Brett Wesley Gallery’s latest exhibit delights in its outsider perspective

Wild at Heart

Sri Whipple’s “Desert Occurrence”

The Details

Wild at Heart
Three stars
Through January 29, Brett Wesley Gallery, 433-4433

Gosh, it seems trite to launch a discussion of lowbrow. But the fact of the matter is, throw a rock at First Friday and it would be hard to miss some variation of the graffiti-driven, tattoo-inflected, comic-book-drenched vibe.

It makes sense. Las Vegas nurses a perpetual Southern California hangover, aesthetically as well as literally. That region’s car culture gave birth (in part) to the lowbrow look that churns graffiti, tattoo, comics and figuration into outsider-art chic. Locally, unlimited exposure to some of the best designers in the world creates a savvy taste for advertising, design and illustration, all cornerstones of the genre. Our intoxicating media-drenched landscape lends itself to a visual slicing/dicing/julienning of popular imagery, ingesting and redistributing every imaginable strain of Western culture. And lowbrow traditionally positions itself as an “up yours” to elitist notions of art, art making and art training.

When you think about it, Las Vegas and the illustrative pop surrealism of lowbrow are like cheese and macaroni.

Brett Wesley Gallery’s Wild at Heart offers its own variation on the theme. Painting, chroma and comics are at the core of Wild’s heart and Utah’s Sri Whipple makes it look easy. The artist’s “The Rambler Part 3,” a seductive kaleidoscope of rubbery legs, questionable body parts and smoking pipes, is visually delicious. The Rambler in question (Popeye?) careens and boomerangs in a pileup of flesh, all quite beautifully executed. This guy can paint. Whipple’s surreal “Desert Occurrence” is equally alluring, although reminiscent of Inka Essenhigh’s gorgeous Looney Tunes-influenced enamel paintings from the early 2000s.

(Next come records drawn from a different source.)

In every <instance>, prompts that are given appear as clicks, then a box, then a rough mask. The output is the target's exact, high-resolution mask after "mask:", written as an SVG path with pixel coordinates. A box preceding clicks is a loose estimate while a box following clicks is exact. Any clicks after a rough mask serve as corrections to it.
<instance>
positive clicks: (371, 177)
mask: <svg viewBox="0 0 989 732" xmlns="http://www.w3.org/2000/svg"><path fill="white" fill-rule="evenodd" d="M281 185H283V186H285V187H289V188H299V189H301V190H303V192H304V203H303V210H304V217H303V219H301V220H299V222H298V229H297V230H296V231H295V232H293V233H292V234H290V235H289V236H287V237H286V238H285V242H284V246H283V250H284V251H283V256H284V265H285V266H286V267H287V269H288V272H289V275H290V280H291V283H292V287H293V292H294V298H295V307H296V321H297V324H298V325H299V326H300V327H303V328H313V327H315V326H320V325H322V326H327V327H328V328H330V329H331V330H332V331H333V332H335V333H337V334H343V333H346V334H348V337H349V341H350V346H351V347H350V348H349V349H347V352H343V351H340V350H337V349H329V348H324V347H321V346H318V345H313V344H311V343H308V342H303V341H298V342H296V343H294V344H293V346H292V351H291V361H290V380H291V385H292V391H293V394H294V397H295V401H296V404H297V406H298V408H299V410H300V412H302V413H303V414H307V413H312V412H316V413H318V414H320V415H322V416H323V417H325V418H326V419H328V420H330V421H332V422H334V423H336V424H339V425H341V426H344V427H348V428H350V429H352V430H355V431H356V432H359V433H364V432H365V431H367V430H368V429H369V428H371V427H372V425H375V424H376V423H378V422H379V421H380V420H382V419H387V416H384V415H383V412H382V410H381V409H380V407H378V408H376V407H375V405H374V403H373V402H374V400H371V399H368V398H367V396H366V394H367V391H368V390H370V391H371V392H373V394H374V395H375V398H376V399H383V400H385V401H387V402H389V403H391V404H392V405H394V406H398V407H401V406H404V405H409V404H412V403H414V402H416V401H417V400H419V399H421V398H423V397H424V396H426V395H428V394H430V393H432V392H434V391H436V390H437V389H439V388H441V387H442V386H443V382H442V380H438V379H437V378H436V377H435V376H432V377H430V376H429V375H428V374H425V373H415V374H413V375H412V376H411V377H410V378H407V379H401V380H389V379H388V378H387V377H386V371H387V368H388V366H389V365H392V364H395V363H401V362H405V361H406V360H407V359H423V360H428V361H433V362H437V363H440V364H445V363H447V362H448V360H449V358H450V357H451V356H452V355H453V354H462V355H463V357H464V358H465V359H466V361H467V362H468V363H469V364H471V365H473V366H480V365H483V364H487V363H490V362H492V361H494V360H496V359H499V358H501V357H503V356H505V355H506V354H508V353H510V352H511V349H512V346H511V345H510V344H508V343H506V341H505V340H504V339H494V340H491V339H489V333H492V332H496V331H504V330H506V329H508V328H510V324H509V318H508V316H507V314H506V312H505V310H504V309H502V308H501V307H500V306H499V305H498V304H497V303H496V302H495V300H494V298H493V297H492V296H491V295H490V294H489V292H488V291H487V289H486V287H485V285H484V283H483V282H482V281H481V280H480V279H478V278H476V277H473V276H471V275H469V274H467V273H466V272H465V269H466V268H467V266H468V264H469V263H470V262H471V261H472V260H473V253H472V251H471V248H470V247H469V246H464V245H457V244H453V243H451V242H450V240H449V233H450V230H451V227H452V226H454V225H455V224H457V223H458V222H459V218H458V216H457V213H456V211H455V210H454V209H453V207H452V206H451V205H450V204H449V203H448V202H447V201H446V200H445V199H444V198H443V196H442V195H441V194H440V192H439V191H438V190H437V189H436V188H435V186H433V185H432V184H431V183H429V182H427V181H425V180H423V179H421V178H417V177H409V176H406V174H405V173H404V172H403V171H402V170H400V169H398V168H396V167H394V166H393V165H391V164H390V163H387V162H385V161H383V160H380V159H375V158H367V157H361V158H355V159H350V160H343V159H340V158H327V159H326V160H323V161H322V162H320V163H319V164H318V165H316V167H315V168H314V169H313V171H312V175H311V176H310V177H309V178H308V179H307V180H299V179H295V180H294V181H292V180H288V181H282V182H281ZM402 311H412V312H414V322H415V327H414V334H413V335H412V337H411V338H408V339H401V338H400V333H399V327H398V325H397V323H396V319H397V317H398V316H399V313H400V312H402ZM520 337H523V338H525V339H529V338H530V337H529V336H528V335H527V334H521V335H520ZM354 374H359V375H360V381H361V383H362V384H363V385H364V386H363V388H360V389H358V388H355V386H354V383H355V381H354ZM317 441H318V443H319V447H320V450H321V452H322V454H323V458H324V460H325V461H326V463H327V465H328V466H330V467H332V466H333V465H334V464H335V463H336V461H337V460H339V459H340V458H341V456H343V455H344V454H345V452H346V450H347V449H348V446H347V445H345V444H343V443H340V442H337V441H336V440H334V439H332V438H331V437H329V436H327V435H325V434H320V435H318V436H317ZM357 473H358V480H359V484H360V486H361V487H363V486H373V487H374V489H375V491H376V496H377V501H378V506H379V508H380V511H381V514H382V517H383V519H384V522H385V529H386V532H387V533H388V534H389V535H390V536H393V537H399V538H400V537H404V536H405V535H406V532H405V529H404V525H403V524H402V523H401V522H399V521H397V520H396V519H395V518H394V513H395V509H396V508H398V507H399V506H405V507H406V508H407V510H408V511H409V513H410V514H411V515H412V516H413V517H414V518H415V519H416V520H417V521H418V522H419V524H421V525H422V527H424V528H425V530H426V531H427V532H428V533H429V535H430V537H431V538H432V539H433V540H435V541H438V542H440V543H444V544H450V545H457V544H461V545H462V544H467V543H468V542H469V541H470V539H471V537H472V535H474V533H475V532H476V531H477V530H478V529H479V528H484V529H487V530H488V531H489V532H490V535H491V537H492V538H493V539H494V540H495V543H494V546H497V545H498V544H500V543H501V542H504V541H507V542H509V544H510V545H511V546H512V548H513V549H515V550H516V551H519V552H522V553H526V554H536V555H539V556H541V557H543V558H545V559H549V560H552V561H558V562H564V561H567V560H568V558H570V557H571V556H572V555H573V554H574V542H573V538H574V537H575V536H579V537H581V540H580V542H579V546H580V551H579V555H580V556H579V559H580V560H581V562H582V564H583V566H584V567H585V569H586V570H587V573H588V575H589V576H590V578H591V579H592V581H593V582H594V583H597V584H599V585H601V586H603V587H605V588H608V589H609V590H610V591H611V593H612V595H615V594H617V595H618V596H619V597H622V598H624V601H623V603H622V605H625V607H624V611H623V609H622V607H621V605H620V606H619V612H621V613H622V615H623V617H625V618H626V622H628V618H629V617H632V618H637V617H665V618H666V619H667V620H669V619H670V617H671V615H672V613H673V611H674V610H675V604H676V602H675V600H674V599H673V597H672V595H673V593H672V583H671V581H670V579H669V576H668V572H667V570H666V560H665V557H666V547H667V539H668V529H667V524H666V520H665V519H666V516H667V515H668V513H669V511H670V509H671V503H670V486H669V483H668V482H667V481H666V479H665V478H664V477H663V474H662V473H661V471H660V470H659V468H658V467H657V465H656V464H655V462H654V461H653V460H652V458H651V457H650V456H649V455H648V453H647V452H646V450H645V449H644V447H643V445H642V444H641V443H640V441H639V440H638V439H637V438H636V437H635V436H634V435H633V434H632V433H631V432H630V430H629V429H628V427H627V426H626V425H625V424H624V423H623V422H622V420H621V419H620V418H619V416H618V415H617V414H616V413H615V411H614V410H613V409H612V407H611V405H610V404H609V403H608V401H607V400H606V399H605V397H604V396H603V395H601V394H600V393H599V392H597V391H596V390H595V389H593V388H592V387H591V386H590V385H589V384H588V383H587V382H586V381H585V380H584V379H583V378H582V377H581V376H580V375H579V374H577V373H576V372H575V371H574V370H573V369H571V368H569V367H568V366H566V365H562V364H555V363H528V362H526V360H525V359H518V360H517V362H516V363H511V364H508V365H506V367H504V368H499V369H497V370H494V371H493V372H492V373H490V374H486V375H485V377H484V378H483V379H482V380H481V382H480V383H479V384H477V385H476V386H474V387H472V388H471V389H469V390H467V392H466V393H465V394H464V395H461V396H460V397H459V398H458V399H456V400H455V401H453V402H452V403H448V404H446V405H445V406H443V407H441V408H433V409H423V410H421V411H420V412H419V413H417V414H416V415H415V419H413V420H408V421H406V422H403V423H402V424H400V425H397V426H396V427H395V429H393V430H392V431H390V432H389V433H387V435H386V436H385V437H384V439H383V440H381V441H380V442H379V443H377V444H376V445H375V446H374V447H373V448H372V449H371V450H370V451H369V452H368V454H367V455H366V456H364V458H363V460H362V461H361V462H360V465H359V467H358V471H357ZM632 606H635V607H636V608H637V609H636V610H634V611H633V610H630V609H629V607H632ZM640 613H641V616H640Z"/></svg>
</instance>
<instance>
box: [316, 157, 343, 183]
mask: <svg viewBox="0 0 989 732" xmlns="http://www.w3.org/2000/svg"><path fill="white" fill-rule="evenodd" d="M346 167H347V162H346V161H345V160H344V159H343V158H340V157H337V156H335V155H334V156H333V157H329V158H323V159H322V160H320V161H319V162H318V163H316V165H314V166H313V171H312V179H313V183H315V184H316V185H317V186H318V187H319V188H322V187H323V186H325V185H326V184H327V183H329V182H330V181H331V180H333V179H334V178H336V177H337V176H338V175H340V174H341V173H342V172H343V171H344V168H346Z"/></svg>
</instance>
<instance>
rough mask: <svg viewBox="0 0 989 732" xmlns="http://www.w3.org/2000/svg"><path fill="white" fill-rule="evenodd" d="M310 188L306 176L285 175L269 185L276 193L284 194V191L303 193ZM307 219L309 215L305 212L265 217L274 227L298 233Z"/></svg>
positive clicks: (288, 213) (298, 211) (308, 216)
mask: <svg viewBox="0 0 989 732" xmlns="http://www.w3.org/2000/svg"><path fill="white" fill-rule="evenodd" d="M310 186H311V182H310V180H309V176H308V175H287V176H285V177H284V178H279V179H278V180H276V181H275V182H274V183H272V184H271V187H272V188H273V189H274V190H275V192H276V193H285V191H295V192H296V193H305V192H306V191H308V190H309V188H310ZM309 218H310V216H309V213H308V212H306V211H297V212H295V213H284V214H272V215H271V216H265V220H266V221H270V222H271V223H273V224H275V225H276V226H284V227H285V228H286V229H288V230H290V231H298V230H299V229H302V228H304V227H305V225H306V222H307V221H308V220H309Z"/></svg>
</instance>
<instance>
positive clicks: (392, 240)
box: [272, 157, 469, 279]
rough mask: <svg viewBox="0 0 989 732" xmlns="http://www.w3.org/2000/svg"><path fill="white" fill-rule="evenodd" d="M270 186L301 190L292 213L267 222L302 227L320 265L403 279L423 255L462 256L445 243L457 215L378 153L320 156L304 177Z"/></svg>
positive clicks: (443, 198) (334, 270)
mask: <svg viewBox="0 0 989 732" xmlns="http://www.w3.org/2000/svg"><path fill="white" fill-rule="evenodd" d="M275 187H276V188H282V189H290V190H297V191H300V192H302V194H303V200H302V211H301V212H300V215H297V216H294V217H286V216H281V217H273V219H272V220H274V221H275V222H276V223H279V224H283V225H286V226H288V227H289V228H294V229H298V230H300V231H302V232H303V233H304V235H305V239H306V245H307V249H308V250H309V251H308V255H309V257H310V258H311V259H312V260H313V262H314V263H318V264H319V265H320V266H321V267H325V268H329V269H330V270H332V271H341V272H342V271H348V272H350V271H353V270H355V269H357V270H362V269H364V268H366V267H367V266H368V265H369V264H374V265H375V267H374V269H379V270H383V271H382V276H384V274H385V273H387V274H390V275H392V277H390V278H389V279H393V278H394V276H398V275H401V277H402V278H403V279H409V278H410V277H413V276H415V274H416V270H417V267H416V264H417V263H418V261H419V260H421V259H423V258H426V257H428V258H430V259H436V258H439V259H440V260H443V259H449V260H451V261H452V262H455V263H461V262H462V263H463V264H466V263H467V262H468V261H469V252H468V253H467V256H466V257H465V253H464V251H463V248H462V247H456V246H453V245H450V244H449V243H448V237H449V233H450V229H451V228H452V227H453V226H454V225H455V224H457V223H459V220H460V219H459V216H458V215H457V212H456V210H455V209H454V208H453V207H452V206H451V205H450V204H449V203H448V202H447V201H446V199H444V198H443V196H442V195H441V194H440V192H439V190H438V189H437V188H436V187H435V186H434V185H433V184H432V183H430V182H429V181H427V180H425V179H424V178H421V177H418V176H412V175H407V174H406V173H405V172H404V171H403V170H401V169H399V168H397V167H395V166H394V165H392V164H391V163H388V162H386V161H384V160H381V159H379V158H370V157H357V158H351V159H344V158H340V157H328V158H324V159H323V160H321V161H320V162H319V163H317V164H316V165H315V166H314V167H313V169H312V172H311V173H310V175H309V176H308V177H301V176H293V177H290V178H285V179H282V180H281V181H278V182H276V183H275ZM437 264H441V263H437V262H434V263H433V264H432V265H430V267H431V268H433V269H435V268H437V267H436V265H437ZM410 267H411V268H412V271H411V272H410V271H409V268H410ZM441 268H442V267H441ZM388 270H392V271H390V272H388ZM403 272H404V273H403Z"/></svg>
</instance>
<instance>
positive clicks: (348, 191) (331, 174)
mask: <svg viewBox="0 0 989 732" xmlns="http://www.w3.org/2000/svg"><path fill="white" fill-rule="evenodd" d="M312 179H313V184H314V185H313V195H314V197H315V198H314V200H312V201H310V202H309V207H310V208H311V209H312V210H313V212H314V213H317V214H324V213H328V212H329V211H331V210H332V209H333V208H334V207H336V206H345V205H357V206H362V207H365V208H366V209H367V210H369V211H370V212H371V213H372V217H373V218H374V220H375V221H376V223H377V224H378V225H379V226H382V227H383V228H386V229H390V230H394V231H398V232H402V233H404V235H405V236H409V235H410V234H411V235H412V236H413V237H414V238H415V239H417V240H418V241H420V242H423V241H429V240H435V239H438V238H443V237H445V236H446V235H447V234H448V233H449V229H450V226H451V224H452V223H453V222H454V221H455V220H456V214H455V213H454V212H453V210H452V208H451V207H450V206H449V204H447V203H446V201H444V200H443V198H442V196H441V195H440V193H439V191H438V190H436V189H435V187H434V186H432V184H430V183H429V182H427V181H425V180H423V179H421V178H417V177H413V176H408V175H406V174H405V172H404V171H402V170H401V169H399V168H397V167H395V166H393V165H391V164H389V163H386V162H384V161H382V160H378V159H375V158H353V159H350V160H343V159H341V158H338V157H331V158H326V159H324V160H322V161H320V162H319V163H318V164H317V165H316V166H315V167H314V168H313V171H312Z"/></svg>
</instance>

Utahan Trent Call’s decorative surfaces are process heavy. Translucent and brightly pigmented, softly detailed layers fill the canvas beneath hard-edge comic strip shapes, creating an immersive effect. “Ka-Boom I and II” and “Brick House” transform cartoon quotations into a lacy color-field matrix. Call has a real gift for color, as revealed in the complex hues skimming the surface of the sprightly “Squares & Clouds,” lavender shimmering like a Monet haystack.

Vegas’ Juan Muniz most directly embraces the comic book form in his series of paintings based around a sweet bunny-suited character named “Felipe.” Muniz’s highly illustrative paintings convey fragile urban narratives with honesty and heart. Muniz conveys a disarming sincerity absent from the rest of the show.

Lowbrow traded in its subcultural cache for mainstream art world ubiquity years ago, a look visible as much on the street as it is in the gallery. As such, parts of Wild at Heart feel like well-covered territory. But the best work sidesteps familiarity and reveals talented young artists working hard to generate fresh perspectives on a traditional medium. It’s fun, earnest and bright. If you love painting, you’ll love Wild at Heart.